After months of conflicting signals on abortion, Rudolph W. Giuliani is planning to offer a forthright affirmation of his support for abortion rights in public forums, television appearances and interviews in the coming days, despite the potential for bad consequences among some conservative voters already wary of his views, aides said yesterday.
Well, if you want to put some distance between you and the pack, this is the way to do it.
It could, of course, put him some distance behind the pack, scuttle his candidacy. My suspicion, though, is that it may actually strengthen his candidacy. My suspicion is that there are a lot of Republicans out there who are dismayed by the constant pandering to “the base”; who in fact are fed up with the base, have come to believe to believe that the base, which helped propel the party and the conservative movement itself to power, now is detrimental to the party.

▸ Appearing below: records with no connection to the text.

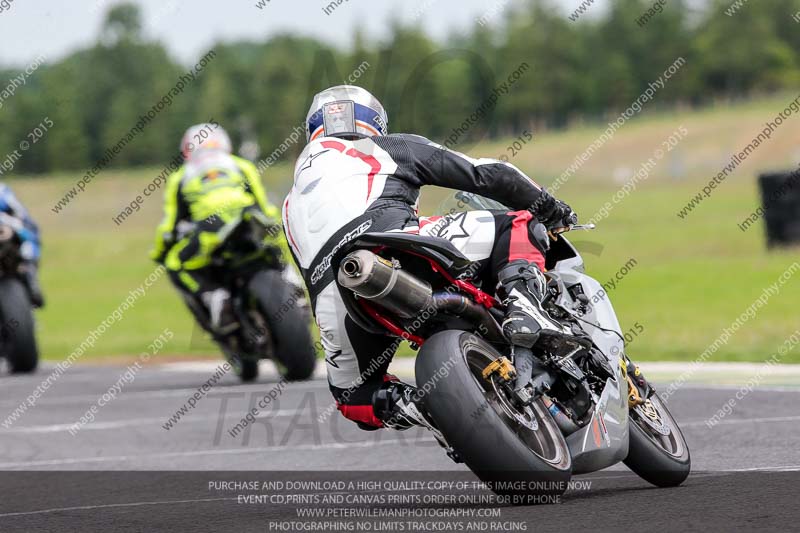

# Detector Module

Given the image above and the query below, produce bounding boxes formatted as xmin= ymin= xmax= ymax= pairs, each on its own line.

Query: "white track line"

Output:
xmin=0 ymin=437 xmax=437 ymax=469
xmin=0 ymin=381 xmax=794 ymax=410
xmin=8 ymin=409 xmax=800 ymax=436
xmin=675 ymin=384 xmax=800 ymax=393
xmin=3 ymin=417 xmax=175 ymax=434
xmin=4 ymin=412 xmax=800 ymax=468
xmin=0 ymin=497 xmax=236 ymax=519
xmin=722 ymin=465 xmax=800 ymax=472
xmin=1 ymin=377 xmax=796 ymax=410
xmin=2 ymin=409 xmax=302 ymax=434
xmin=0 ymin=381 xmax=329 ymax=408
xmin=681 ymin=414 xmax=800 ymax=428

The rap on the Democratic Party as it rusted in the 1970s, and to an extent now, is that it had become a motley collection of interest groups. The Republican Party itself now bears a resemblance to this; though the interest groups are far fewer in number, they wield considerably more influence within the party than any one left-wing group could have. The perception - among Democrats, a growing number of libertarians, among moderate Republicans themselves - is that these interest groups have come to dominate the party, to define it. And the fear, then, is that the Republican Party, by permitting this, may cease to be a truly national party.
Giuliani’s move either short-circuits that - or, if he’s chewed up and spit out by the culture warriors, if his candidacy now fails, he reinforces it, he hastens it. But on another level, isn’t it curious - nice - to see one of the perceived front-runners say, “Screw it, I’m not going to pander.” Giuliani’s past, of course, makes that pandering virtually impossible anyway. So maybe this is less bravery on his part than a realization that this might be his only hope.